Even the sound of voices drove him deeper into the entrails of a tree. He managed again. ‘One disease. Two… opposed systems. You as doctor understand.’

She understood. She sat down again. ‘If it were so… and yet — why not? There are two botanies. Trees that flower and seed only once in 1825 small years, other trees that flower and seed every small year. Things that are divided yet united…’

She closed her mouth tightly as if afraid of releasing a secret, aware that she stood on the brink of something beyond her understanding. The case of the helico virus was not exactly similar to that of Helliconia’s binary botanies. Yet Immya was correct in her observations on the divergent habits of plant life. At the time of Batalix’s capture by Freyr, some eight million years previously, Batalix’s planets had been bathed in radiation, leading to genetic divergences in multitudinous phyla. While some trees had remained flowering and fruiting as before — so that they attempted to produce seed 1825 times during the Great Year, whatever the climatic conditions — others had adapted a metabolism better geared towards the new regime, and propagated themselves only once in 1825 small years.

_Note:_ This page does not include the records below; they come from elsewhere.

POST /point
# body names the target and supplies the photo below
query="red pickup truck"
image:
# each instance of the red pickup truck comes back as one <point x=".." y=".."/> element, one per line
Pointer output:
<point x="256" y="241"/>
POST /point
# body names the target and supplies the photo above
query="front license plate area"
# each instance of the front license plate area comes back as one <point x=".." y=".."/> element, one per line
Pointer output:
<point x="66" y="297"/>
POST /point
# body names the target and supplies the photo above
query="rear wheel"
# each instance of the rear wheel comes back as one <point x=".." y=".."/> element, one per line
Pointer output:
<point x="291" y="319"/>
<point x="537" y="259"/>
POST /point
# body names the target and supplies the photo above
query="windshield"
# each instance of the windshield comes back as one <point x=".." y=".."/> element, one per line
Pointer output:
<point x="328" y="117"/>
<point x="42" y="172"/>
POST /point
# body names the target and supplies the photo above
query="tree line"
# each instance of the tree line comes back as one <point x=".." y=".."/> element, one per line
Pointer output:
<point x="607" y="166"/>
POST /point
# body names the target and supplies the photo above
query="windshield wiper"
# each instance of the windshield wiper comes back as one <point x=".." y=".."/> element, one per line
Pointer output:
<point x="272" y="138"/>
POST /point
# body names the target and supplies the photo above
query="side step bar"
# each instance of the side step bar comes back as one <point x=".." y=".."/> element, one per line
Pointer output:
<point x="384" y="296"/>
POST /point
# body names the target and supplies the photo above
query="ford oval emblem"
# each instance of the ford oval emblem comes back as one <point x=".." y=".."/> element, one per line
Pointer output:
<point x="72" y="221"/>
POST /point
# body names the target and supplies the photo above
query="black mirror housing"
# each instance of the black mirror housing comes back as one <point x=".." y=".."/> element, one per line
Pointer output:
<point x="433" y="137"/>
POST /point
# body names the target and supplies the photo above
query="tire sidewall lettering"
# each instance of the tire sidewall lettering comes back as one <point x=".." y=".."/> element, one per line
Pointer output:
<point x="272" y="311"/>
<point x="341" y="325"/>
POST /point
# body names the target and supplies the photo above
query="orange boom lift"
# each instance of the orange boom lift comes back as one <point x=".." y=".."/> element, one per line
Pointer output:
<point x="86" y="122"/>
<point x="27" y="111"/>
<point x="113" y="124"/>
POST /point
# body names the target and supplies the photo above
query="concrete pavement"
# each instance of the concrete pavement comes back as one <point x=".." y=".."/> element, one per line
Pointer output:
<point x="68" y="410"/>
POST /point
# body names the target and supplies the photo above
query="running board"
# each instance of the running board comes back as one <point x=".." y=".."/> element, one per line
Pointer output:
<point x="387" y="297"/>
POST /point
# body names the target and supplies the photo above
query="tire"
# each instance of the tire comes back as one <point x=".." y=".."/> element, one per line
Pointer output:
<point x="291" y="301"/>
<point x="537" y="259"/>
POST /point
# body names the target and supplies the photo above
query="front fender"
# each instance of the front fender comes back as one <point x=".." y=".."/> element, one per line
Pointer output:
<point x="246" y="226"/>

Such were the rajabarals. The apricot trees outside Billy’s window had not adapted and were, as it happened, dying off in the unusual heat.

Something in the lines which formed about Immya’s mouth suggested she was attempting to chew over these weighty matters; but she switched instead to a contemplaion of Billy’s remarks. Her intelligence told her that if the statement proved true, it would be of great importance — if not immediately, then a few centuries ahead, when, the scanty records suggested, fat death pandemics were due.

Thinking so far into the future was not a local habit. She gave him a nod and said, ‘I will think about it, Billish, and bring your perception before our medical society when next we meet. If we understand the true nature of this malady, perhaps we can find a cure.’

‘No. Disease essential for survival…’ He could see that she would never accept and he could never explain his point. He compromised by forcing out, ‘I told your father.’

The remark deflected her interest from medical questions. She stared away from him, swathing herself in silence, seeming to shrink into herself. When she spoke again, her voice was deeper and harsher, as if she too had to communicate from within an imprisonment.